Dance premiere in Zurich: “Deathbed” by Trajal Harrell
Dhe black American dancer-choreographer Trajal Harrell, born in 1973, has been with his ensemble at the Zurich Schauspielhaus since 2019. At the weekend he presented the world premiere of “Deathbed” in the brightly neon-lit hall of the Zurich Kunsthalle, a piece as sad as saying goodbye to a deceased and as beautiful as a ritual of remembrance. What sounds so difficult – a dance piece is intended to commemorate the Afro-American choreographer Katherine Dunham, who died in 2006 at the age of 96 – takes place over 75 minutes as simply as it is impressive. “Deathbed” has nothing lexical, the work, more about Dunham Finding, beyond the good text of the program booklet, is none. Harrell’s play leaves its audience wanting to see Dunham dance, to hear her speak. This is an effect of the piece.
The starting point is different. Harrell had visited Dunham shortly before her death and later felt great regret that he had not asked her many questions. “Deathbed” is actually about this loss, about this grief, about situations in which, as one thinks in retrospect, one did not act or speak adequately. A story, a life comes to an end, a frozen moment arises in your memory, which you bring back to mind again and again, which doesn’t let you go, which allows feelings of shame and sadness to rise. Harrell has cast that experience and those feelings into a serious, truly meaningful piece. To experience how this energy of dealing with the past, of reflection in movement, in ritual dances and actions, spreads in space is deeply touching and incredibly beautiful.
You leave yourself to the events
One absorbs a lot intuitively, leaves oneself to what has happened, simply imagines along with the dancing movement. The musical collage is cut at times as abruptly as if you were playing songs to a friend to evoke shared memories, beats of Sade’s “Smooth Operator” or a re-sung version of Fleetwood Mac’s “Landslide”. Eight legless piano benches upholstered in brown or black leather serve as tables for the dancers kneeling in front of them. As if for a Japanese tea ceremony, they settle down in the square and begin exhibiting objects: one brushes, the other perfume bottles, a pair of Gucci slippers, a small gate made of cleaning sponges. The audience sits on large floor cushions along three walls. Against the fourth wall is a plywood room divider behind which the dancers change and a small changing room.
It all starts with Harrell’s signature move, the voguing, the models’ parade walk. Harrell’s fabulous costumes, pieced together from vintage fabrics, get their own show.
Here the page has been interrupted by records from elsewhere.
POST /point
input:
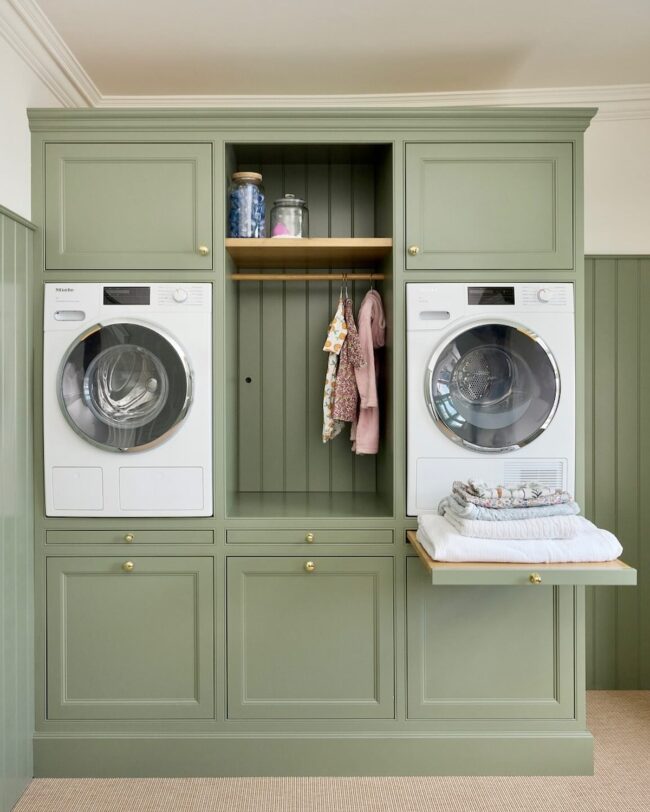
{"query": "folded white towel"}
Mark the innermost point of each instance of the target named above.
(548, 527)
(443, 543)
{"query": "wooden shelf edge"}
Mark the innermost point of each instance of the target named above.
(316, 252)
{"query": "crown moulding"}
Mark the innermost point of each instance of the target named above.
(34, 38)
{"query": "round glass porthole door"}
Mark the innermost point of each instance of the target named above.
(124, 386)
(493, 387)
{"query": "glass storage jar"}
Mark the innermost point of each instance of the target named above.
(247, 206)
(289, 217)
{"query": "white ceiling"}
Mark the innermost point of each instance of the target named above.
(192, 47)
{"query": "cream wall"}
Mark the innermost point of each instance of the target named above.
(617, 163)
(20, 88)
(617, 187)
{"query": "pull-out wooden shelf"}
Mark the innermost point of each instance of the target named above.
(318, 252)
(607, 573)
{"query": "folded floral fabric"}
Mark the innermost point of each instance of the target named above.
(468, 510)
(443, 543)
(521, 496)
(548, 527)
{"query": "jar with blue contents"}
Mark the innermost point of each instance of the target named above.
(247, 205)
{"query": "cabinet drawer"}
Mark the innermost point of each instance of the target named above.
(489, 206)
(310, 638)
(130, 638)
(126, 536)
(132, 206)
(310, 536)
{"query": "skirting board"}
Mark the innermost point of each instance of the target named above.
(136, 756)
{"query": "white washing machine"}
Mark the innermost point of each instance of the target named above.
(127, 399)
(491, 386)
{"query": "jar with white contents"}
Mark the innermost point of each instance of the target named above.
(289, 217)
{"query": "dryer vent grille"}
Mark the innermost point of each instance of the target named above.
(551, 473)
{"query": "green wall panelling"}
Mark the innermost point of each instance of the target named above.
(137, 206)
(315, 645)
(489, 206)
(16, 516)
(130, 645)
(280, 462)
(618, 463)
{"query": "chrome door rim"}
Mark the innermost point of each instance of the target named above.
(182, 357)
(435, 356)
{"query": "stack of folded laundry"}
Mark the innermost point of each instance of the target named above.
(525, 523)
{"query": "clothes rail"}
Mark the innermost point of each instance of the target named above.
(306, 277)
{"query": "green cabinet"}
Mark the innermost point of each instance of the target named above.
(491, 206)
(130, 642)
(310, 638)
(488, 652)
(131, 206)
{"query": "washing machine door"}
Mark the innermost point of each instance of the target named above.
(124, 386)
(493, 387)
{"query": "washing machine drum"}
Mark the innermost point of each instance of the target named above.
(493, 387)
(124, 386)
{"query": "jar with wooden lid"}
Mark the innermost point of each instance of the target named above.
(247, 205)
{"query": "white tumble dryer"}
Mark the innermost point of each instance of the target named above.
(127, 399)
(491, 386)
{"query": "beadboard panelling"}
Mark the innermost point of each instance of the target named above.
(618, 463)
(281, 332)
(16, 515)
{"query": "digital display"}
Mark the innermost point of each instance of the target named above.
(483, 295)
(127, 295)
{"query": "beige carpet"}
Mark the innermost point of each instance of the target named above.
(620, 722)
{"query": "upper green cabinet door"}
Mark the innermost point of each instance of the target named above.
(130, 639)
(128, 206)
(489, 206)
(310, 638)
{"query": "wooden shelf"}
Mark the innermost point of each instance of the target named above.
(474, 573)
(319, 252)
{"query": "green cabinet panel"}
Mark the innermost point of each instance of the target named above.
(488, 652)
(321, 535)
(134, 206)
(310, 644)
(130, 645)
(489, 206)
(127, 536)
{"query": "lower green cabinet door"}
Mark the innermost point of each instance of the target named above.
(488, 652)
(310, 638)
(130, 639)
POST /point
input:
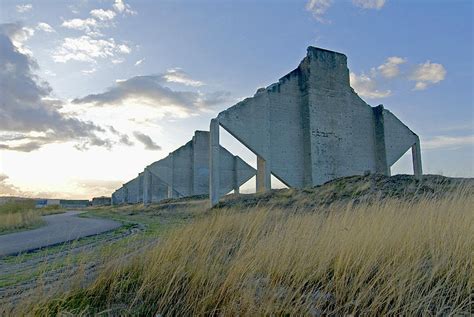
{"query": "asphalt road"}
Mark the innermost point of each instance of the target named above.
(59, 228)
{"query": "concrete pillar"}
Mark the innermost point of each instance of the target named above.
(140, 188)
(170, 177)
(214, 166)
(236, 176)
(381, 165)
(125, 195)
(147, 186)
(416, 157)
(263, 175)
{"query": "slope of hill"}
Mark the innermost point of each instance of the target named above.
(362, 245)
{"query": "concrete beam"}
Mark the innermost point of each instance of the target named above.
(147, 186)
(416, 157)
(263, 175)
(381, 165)
(236, 175)
(214, 160)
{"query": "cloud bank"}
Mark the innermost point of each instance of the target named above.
(29, 116)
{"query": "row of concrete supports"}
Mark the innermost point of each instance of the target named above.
(263, 176)
(185, 172)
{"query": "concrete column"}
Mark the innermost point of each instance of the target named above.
(381, 166)
(147, 186)
(416, 157)
(170, 177)
(125, 195)
(263, 175)
(214, 160)
(236, 176)
(140, 188)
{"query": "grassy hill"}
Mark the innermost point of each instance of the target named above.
(366, 245)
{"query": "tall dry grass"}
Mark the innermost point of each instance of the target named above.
(392, 258)
(17, 215)
(21, 214)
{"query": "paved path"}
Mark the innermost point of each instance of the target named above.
(58, 229)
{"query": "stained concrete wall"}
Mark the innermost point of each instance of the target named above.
(154, 189)
(117, 197)
(312, 127)
(131, 191)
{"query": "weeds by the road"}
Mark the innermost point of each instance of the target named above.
(396, 257)
(21, 214)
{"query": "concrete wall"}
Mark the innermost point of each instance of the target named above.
(311, 127)
(154, 189)
(186, 171)
(131, 191)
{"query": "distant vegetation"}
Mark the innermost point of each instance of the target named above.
(394, 255)
(21, 214)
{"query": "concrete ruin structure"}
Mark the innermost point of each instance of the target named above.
(185, 172)
(311, 127)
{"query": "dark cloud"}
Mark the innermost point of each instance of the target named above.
(26, 105)
(123, 138)
(147, 141)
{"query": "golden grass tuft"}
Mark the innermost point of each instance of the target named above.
(21, 214)
(392, 258)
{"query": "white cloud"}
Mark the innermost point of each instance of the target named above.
(89, 71)
(390, 68)
(45, 27)
(147, 141)
(150, 91)
(18, 35)
(124, 49)
(367, 87)
(87, 49)
(30, 118)
(80, 24)
(176, 75)
(318, 8)
(121, 7)
(369, 4)
(448, 142)
(22, 8)
(427, 74)
(48, 72)
(118, 61)
(103, 15)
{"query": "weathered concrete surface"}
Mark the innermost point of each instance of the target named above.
(311, 127)
(186, 170)
(59, 228)
(118, 197)
(131, 191)
(154, 189)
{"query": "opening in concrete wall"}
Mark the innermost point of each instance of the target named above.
(277, 184)
(404, 165)
(237, 148)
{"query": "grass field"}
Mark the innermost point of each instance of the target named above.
(389, 257)
(21, 214)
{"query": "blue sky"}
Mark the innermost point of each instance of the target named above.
(415, 57)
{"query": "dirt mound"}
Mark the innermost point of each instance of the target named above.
(356, 189)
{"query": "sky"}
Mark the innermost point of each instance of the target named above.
(93, 91)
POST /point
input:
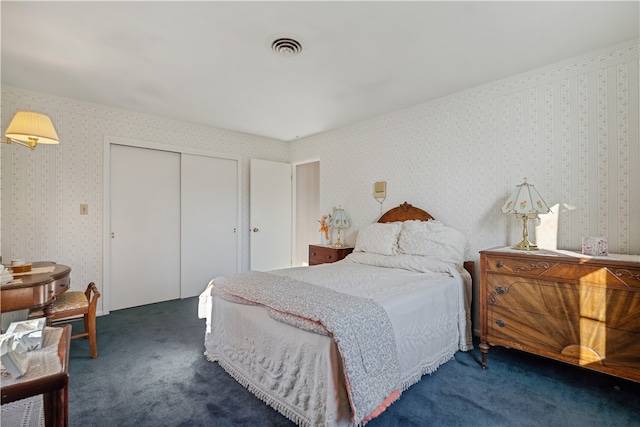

But that is already dance, already choreography, already a requirement: Do not think of the dance history of postmodernism as a white narrative focused solely on the Judson Church, but consider how in the Harlem Ballrooms of the 1970s the queer community found itself in precisely this style expressed and found.
So the piece flows on, picks up the voguing again, transitions into sequences that lightly jumped along with waving fabrics, then withdraws again. Everyone collects their objects, carries them away, spreads them out again. You have to repeat to understand. The piece, too, begins at the end as a loop from the beginning, without a break, without applause. Trajal Harrell sat on the long side between the spectators on the floor, sometimes going solo on the dance floor, once on his knees, on the pillow, showed a dance of the arms. Even such a moment for the man to see him again remains. It becomes clear how cleverly reflection is made into art here. “Deathbed” goes far beyond questions of the tortuous paths and buried sources of Afro-American dance, its Caribbean roots, its possible influence by the Japanese Butoh. This is also due to the outstanding dancers, none of whom will be forgotten.
There is a very simple form of racism, Katherine Dunham said in 2002 when the Jacob’s Pillow Dance Festival recorded one of the “Pillow Talks” with her: “ignorance”. Rarely has it been so nice to learn something important.